Amarezza dopo amarezza si è arrivati a ieri, a quel «passaggio obbligato», come lo chiama lui, delle dimissioni. Il giudice ha di fatto esautorato l’Ilva sequestrando la finanziaria Fire, che detiene l’83% della società siderurgica, affidandola a un suo custode giudiziario. Una sorta di esproprio, secondo la lettura dei vertici Ilva e della proprietà che di sicuro condivide anche l’uomo dello Stato Bruno Ferrante. Esautorati, di fatto, sia lui sia l’amministratore delegato Enrico Bondi. Messi alla porta con la terra bruciata fatta tutt’attorno allo stabilimento e con un’autonomia decisionale ridotta a questo punto al lumicino. Da qui la voce scoraggiata al telefono: «Cos’altro potevamo fare?».
Ferrante molla il colpo e prova a immaginare il prossimo 5 giugno quando l’assemblea dei soci si riunirà per ratificare le dimissioni. Ci saranno lui, Bondi e il consigliere Deiure da una parte del tavolo e dall’altra i soci, appunto. Ma il fatto è che fra i soci ci sarà non più l’uomo della Fire ma il custode voluto dal giudice Ferrante, il commercialista Mario Tagarelli. E sarà lui, con il suo 83% a decidere se accettare o meno le dimissioni, a capire che strada prenderà lo stabilimento da qui in avanti, a nominare il nuovo cda. Altra amarezza da mandare giù per l’ex prefetto di Milano che proprio con Tagarelli, aveva già gareggiato, se così si può dire, nella nomina come custode giudiziario l’anno scorso, in un balletto infinito di incarichi dati e poi revocati. Tagarelli era stato nominato custode con il sequestro dell’area a caldo, il 26 luglio 2012. Ma l’azienda investì della questione il tribunale del riesame che lo revocò per affidare il posto a Ferrante.

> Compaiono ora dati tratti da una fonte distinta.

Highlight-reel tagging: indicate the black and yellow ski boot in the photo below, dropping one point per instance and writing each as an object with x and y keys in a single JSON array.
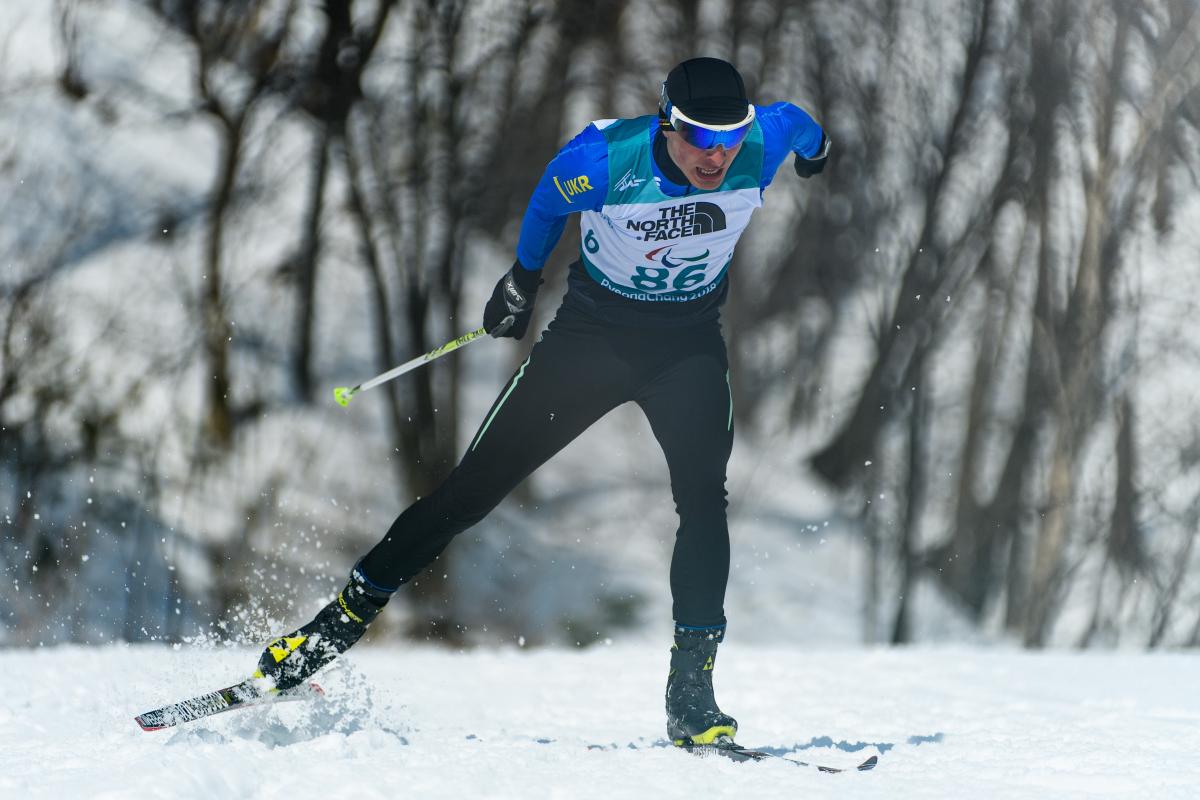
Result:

Patrizia Todisco — che con Ferrante ha ingaggiato una «guerra» fatta di atti, relazioni sulle attività dell’Ilva, indagini — decise di estromettere l’allora presidente Ilva, ritenendolo incompatibile con l’incarico di custode, dopo soli quattro giorni. E rinominò Tagarelli. Poi un nuovo colpo di scena: durante un’altra fase del procedimento giudiziario fu ripescata la decisione del tribunale del riesame e riammesso un’altra volta Ferrante a scapito del commercialista voluto dal gip. Tutto questo finché non è intervenuta la Cassazione stabilendo che il perdente finale sarebbe stato lui, Bruno Ferrante. Niente incarico da custode giudiziario, quindi nessuna partecipazione alle decisioni amministrative dello stabilimento.
Anche in quell’occasione, come sempre, Ferrante aveva usato parole moderate. Non ha mai alzato i toni nemmeno quando ha trovato «ingiusto» qualcuno dei tanti, ormai tantissimi provvedimenti che lo riguardavano. E anche ieri ha preferito non calcare la mano, non aprire altre polemiche, ripetere che «io resto convinto del fatto che all’Ilva si può conciliare il lavoro e la salute». Inutile chiedergli «E adesso?». La sola parola che si riesce a carpirgli è «vedremo». Nessuna voglia di parlare. Solo l’attesa, per ora. «Vedremo» come andrà nell’incontro del 5 giugno, «vedremo» chi e come si occuperà dell’Ilva nei prossimi anni. «Vedremo» che futuro avrà Taranto.